- Que pobres mármores os desta antecâmara - observou Monte-Cristo. - Espero que me mandem substituir tudo isto.
Bertuccio inclinou-se.
Como dissera o intendente, o notário esperava na salinha.
Era uma respeitável figura de segundo ajudante de notário em Paris, elevado à dignidade intransponível de tabelião dos subúrbios.
- O senhor é o notário encarregado de vender a casa de campo que pretendo comprar? - perguntou Monte-Cristo.
- Sou, sim, Sr. Conde - respondeu o notário.
- A escritura de venda está pronta?
- Está, sim, Sr. Conde.
- Trouxe-a?
- Aqui está
- Perfeitamente. E onde fica essa casa que vou comprar? - perguntou negligentemente Monte-Cristo, dirigindo-se em parte a Bertuccio e em parte ao notário.
O intendente fez um gesto que significava: «Não sei.» O notário olhou Monte-Cristo com espanto.
- Como, o Sr. Conde não sabe onde fica a casa que vai comprar? - perguntou.
- Palavra que não - respondeu o conde.
- O Sr. Conde não a conhece?
- E como diabo a devia conhecer se cheguei de Cádiz esta manhã, nunca vim a Paris e é até a primeira vez que ponho os pés em França?
- Isso então é outra coisa - redarguiu o notário. - A casa que o Sr. Conde vai comprar está situada em Auteuil.
Ao ouvir estas palavras, Bertuccio empalideceu visivelmente.
- E onde fica Auteuil? - perguntou Monte-Cristo.
- A dois passos daqui, Sr.
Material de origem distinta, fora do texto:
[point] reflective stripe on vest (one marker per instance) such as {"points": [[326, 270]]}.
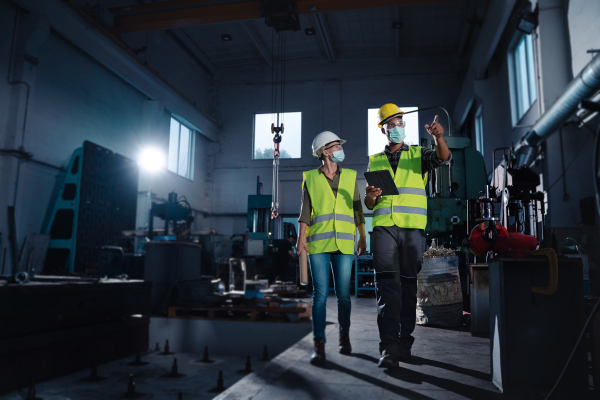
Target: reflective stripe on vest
{"points": [[332, 226], [327, 217], [329, 235], [408, 209]]}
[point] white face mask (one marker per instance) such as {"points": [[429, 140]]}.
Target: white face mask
{"points": [[396, 134]]}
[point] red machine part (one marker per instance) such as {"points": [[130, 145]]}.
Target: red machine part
{"points": [[508, 243]]}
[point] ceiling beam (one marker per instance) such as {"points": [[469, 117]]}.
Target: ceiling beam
{"points": [[190, 45], [325, 37], [180, 13], [260, 46]]}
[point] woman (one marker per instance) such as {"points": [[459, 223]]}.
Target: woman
{"points": [[331, 211]]}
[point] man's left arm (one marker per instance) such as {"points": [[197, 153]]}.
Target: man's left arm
{"points": [[430, 159]]}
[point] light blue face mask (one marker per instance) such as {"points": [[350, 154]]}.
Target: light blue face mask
{"points": [[337, 156], [397, 134]]}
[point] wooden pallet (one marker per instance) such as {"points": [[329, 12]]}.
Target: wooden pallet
{"points": [[239, 312]]}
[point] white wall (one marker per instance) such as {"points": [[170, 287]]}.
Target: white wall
{"points": [[583, 16], [74, 98], [331, 96]]}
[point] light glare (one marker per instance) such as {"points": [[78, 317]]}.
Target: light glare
{"points": [[151, 160]]}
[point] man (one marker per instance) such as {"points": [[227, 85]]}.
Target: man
{"points": [[398, 240], [283, 257]]}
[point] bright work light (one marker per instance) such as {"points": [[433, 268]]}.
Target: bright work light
{"points": [[151, 160]]}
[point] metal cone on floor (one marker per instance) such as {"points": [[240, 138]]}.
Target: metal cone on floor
{"points": [[138, 360], [131, 393], [220, 385], [248, 368], [205, 357], [167, 350], [174, 371], [94, 375], [31, 392]]}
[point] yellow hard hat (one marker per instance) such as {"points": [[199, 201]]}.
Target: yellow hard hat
{"points": [[388, 111]]}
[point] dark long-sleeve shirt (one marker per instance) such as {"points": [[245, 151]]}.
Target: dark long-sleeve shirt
{"points": [[429, 159], [306, 208]]}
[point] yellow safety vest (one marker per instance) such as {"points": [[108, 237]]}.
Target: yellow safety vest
{"points": [[409, 208], [332, 225]]}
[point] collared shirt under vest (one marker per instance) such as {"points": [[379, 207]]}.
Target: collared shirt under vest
{"points": [[332, 227], [408, 209]]}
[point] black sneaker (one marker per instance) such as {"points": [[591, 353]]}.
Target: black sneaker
{"points": [[404, 354], [388, 361]]}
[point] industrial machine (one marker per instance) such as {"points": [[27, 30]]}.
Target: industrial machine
{"points": [[511, 214], [449, 189], [97, 200], [174, 211]]}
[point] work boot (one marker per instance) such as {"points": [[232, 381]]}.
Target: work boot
{"points": [[345, 346], [318, 357], [388, 361]]}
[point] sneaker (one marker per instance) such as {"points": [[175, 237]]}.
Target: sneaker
{"points": [[388, 361], [345, 346], [318, 356]]}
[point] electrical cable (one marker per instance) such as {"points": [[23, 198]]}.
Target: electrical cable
{"points": [[17, 82], [595, 166], [574, 349]]}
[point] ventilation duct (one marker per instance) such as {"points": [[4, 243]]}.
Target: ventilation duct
{"points": [[581, 87]]}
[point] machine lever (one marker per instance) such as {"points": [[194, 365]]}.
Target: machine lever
{"points": [[553, 280]]}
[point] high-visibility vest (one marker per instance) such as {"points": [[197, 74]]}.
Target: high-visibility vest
{"points": [[409, 208], [332, 226]]}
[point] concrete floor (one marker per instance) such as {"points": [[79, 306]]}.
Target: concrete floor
{"points": [[446, 364], [199, 379]]}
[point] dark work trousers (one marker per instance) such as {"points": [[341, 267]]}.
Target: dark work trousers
{"points": [[397, 259]]}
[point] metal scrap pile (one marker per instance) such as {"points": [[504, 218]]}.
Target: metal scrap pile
{"points": [[435, 251]]}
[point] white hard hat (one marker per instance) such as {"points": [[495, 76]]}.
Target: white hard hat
{"points": [[324, 138]]}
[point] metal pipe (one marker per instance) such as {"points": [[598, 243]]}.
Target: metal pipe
{"points": [[582, 86]]}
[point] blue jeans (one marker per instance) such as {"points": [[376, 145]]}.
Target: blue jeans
{"points": [[319, 270]]}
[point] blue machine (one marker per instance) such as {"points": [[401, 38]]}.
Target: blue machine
{"points": [[170, 211], [96, 201]]}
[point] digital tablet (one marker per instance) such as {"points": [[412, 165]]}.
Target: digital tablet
{"points": [[382, 180]]}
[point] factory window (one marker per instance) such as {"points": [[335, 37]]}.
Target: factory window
{"points": [[290, 144], [181, 149], [378, 141], [522, 77], [479, 130]]}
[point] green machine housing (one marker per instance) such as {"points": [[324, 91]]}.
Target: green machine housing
{"points": [[448, 190]]}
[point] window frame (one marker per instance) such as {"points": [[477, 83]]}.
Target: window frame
{"points": [[518, 108], [253, 148], [191, 149], [479, 130]]}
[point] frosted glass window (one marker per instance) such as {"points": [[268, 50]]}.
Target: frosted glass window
{"points": [[290, 145], [522, 77], [378, 141], [181, 149], [479, 130]]}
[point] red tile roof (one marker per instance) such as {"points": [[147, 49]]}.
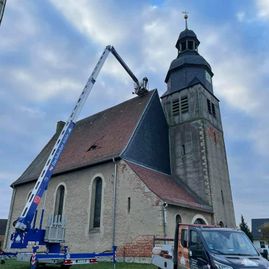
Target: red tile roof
{"points": [[168, 188], [94, 139]]}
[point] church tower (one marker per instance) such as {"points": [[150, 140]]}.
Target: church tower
{"points": [[197, 149]]}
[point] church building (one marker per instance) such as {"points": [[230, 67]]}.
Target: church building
{"points": [[129, 173]]}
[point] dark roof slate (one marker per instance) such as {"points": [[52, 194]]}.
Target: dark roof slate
{"points": [[149, 146], [256, 225], [95, 139], [168, 188]]}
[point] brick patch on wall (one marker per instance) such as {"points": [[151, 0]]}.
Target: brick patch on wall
{"points": [[140, 247]]}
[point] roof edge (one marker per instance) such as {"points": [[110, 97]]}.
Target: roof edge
{"points": [[62, 172]]}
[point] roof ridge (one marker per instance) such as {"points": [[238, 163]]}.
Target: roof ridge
{"points": [[113, 107], [146, 167]]}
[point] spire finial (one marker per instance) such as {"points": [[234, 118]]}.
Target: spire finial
{"points": [[186, 18]]}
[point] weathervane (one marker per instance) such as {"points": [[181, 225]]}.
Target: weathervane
{"points": [[186, 18]]}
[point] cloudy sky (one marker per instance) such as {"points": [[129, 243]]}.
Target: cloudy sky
{"points": [[48, 48]]}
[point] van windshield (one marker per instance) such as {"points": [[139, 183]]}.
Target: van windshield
{"points": [[229, 243]]}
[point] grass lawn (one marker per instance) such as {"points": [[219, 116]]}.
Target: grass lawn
{"points": [[12, 264]]}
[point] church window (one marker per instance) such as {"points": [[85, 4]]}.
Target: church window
{"points": [[184, 237], [213, 110], [209, 106], [184, 104], [222, 197], [208, 77], [129, 204], [175, 107], [183, 46], [190, 45], [178, 219], [97, 201], [59, 201], [183, 150]]}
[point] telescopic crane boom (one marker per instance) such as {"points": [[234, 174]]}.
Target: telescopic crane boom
{"points": [[23, 223]]}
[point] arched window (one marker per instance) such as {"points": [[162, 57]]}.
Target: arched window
{"points": [[59, 201], [178, 219], [96, 202], [199, 221]]}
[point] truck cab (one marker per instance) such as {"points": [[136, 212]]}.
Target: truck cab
{"points": [[205, 247]]}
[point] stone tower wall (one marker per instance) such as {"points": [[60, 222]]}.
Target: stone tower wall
{"points": [[197, 149]]}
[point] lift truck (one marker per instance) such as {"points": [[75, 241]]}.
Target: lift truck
{"points": [[26, 230]]}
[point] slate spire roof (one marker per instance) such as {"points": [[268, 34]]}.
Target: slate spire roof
{"points": [[188, 66]]}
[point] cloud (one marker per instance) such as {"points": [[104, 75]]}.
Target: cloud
{"points": [[86, 18], [263, 8]]}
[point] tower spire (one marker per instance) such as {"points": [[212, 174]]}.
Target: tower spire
{"points": [[186, 18]]}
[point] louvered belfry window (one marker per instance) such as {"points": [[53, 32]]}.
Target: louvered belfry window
{"points": [[184, 104], [175, 107]]}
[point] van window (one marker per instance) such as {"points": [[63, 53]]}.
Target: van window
{"points": [[184, 238], [194, 240]]}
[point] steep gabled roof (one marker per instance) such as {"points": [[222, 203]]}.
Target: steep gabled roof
{"points": [[95, 139], [169, 189]]}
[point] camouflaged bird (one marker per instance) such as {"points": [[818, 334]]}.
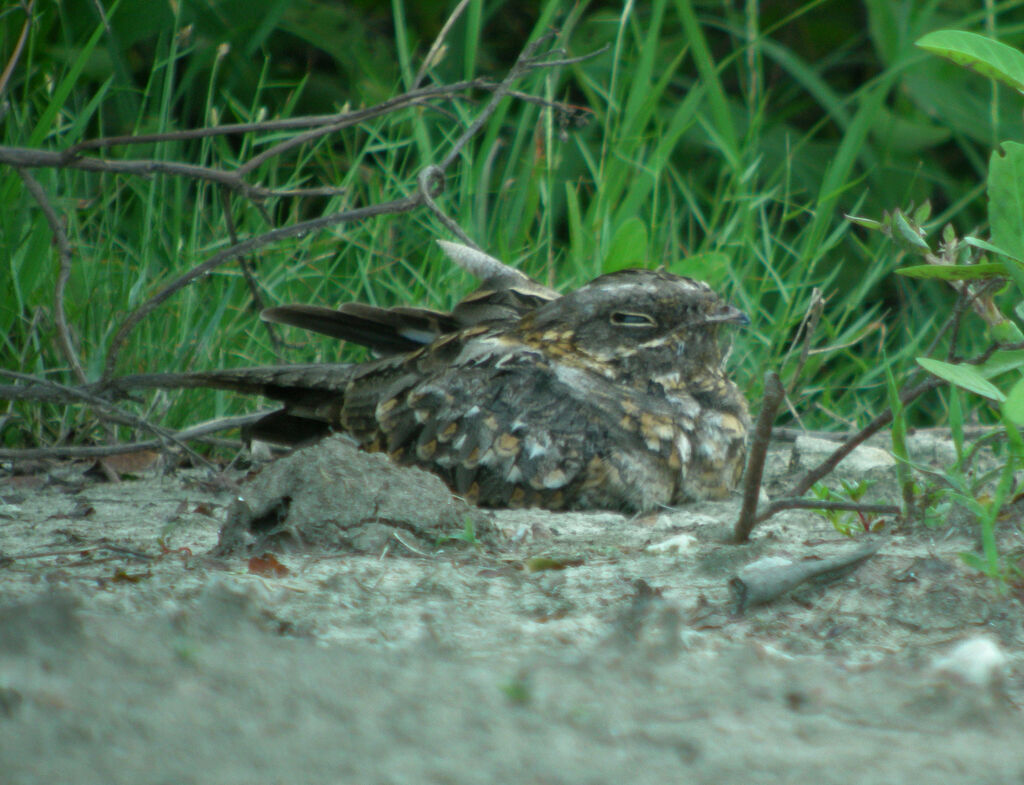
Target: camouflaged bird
{"points": [[612, 396]]}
Conde - respondeu o notário. - Um pouco depois de Passy, numa situação encantadora, no meio do Bosque de Bolonha.
- Tão perto? - estranhou Monte-Cristo. - Mas isso não é campo.
- Eu?! - exclamou o intendente, com estranha precipitação. - Não foi a mim que o Sr. Conde encarregou de escolher essa casa. Digne-se o Sr. Conde recordar-se, procurar na memória, recorrer aos seus próprios apontamentos.
- Tem razão, agora me lembro! - disse Monte-Cristo. - Li um anúncio no jornal e deixei-me seduzir pelo título mentiroso: «Casa de campo.»
- Ainda está a tempo de desistir - interveio vivamente Bertuccio. - Se V. Ex.a me quiser encarregar de procurar noutro lado, arranjar-lhe-ei o que houver de melhor, quer em Enghien, quer em Fontenay-aux-Roses, quer em Bellevue.
- Não vale a pena - redarguiu Monte-Cristo, despreocupadamente. - Já que me saiu esta na rifa, ficarei com ela.
- E tem razão, senhor - declarou vivamente o notário, que receava perder os seus honorários. - É uma propriedade encantadora: muita água, bosques frondosos, habitação confortável, apesar de abandonada há muito tempo... sem contar com o mobiliário, que, por mais velho que seja, tem valor, sobretudo hoje que toda a gente procura antigualhas.